This is Lowline Angus bull that we have used since he was 2 years old on a small herd of Dexters and Dexter X cows. He's for sale but he's 8 years old, probably why we have had trouble moving him. I'm concerned about sending him to the processor because of his age. We (my brother in law has him now) don't mind eating it ourselves and doing all ground beef, but if it isn't fit for eating, it will be a major loss. 

He's been a good, respectful bull. Works well with a single wire of electric twine off a reel. He always turns away when we approach him and he ads thickness to our calves. 

Anyone interested? He's 15/16ths Lowline, out of Doc Holiday.

















Here's a photo as a 6 year old:


----------



## wstevenl (Mar 26, 2008)

This is our current bull that I'll share with my brother in law's herd. 
We have mostly Dexter and Dexter/Lowline cows and heifers now and we're going to use this young guy on them. He's 3/4 Lowline Angus, 1/8 Angus, 1/8 Charolais.

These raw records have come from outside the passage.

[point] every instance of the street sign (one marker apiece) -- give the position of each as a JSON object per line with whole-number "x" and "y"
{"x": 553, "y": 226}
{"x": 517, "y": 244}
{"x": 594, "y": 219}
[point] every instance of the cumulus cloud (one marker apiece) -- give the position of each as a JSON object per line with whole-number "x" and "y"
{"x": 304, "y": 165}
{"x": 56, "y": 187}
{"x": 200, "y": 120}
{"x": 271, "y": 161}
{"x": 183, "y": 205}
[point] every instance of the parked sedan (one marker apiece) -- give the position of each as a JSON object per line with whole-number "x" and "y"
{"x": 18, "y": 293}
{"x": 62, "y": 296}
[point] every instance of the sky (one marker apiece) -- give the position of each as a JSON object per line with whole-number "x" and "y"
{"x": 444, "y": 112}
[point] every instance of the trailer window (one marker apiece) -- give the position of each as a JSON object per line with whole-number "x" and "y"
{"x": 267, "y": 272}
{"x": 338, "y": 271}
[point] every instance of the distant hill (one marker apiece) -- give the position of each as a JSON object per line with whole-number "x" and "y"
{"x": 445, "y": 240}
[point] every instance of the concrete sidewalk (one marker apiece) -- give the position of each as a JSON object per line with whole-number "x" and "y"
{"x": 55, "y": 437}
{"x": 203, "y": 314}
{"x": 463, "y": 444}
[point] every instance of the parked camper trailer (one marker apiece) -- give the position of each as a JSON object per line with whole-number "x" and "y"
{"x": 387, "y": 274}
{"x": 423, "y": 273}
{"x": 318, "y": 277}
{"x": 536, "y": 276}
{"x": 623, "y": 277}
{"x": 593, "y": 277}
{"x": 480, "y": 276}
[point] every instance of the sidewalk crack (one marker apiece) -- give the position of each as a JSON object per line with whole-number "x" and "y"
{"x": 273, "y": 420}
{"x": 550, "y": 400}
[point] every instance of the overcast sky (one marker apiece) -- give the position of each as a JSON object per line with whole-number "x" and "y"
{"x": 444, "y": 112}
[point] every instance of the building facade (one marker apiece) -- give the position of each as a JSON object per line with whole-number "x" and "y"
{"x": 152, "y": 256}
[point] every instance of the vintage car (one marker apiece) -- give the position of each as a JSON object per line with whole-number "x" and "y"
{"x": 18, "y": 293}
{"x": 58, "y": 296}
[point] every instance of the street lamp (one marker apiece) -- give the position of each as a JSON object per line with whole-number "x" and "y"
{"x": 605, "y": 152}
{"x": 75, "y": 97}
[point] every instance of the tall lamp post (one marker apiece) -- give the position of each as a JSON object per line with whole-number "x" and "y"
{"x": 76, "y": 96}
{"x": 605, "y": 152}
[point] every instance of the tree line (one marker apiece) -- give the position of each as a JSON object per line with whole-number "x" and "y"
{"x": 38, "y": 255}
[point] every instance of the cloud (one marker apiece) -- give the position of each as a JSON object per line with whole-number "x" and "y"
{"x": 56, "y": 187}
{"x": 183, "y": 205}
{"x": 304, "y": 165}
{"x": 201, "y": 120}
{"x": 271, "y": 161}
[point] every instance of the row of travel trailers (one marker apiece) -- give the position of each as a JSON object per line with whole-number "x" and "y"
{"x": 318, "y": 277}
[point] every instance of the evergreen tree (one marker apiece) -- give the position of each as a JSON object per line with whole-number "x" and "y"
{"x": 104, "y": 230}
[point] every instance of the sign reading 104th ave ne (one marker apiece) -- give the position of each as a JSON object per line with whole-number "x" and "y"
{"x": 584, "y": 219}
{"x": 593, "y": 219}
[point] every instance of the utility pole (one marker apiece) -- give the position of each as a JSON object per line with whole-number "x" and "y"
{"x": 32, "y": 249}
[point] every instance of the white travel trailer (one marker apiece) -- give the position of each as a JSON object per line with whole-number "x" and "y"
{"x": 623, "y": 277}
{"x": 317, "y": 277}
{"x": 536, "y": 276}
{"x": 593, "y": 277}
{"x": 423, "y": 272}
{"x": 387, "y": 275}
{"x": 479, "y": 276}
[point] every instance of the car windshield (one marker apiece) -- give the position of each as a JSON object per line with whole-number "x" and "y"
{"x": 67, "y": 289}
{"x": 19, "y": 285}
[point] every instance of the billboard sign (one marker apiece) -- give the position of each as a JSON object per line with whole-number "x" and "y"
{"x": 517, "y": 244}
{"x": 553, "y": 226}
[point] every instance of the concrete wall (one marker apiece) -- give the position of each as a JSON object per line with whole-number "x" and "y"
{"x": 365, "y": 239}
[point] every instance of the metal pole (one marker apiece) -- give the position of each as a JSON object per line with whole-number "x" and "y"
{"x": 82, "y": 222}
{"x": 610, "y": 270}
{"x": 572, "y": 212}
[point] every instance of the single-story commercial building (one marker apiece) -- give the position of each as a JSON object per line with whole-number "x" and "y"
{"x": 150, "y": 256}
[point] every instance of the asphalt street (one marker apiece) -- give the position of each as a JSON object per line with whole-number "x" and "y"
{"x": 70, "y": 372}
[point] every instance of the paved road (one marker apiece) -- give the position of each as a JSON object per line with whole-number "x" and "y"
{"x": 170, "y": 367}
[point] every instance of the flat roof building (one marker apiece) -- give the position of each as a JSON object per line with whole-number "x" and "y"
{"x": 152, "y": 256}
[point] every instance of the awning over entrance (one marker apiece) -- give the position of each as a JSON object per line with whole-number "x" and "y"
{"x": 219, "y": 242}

I was actually hoping to find a Lowline cross bull that was white with the black points but I found this one close by. He's nice and thick for sure. So, he'll help us in that department. I'm sure his got other issues but his front legs aren't as straight as they should be. I'll just keep learning and hopefully improving. I'm wanting a smaller, thick, grass only, cow herd for grass fed beef. Lowline Angus should work well but we've been going the longer, "cheaper" route.


----------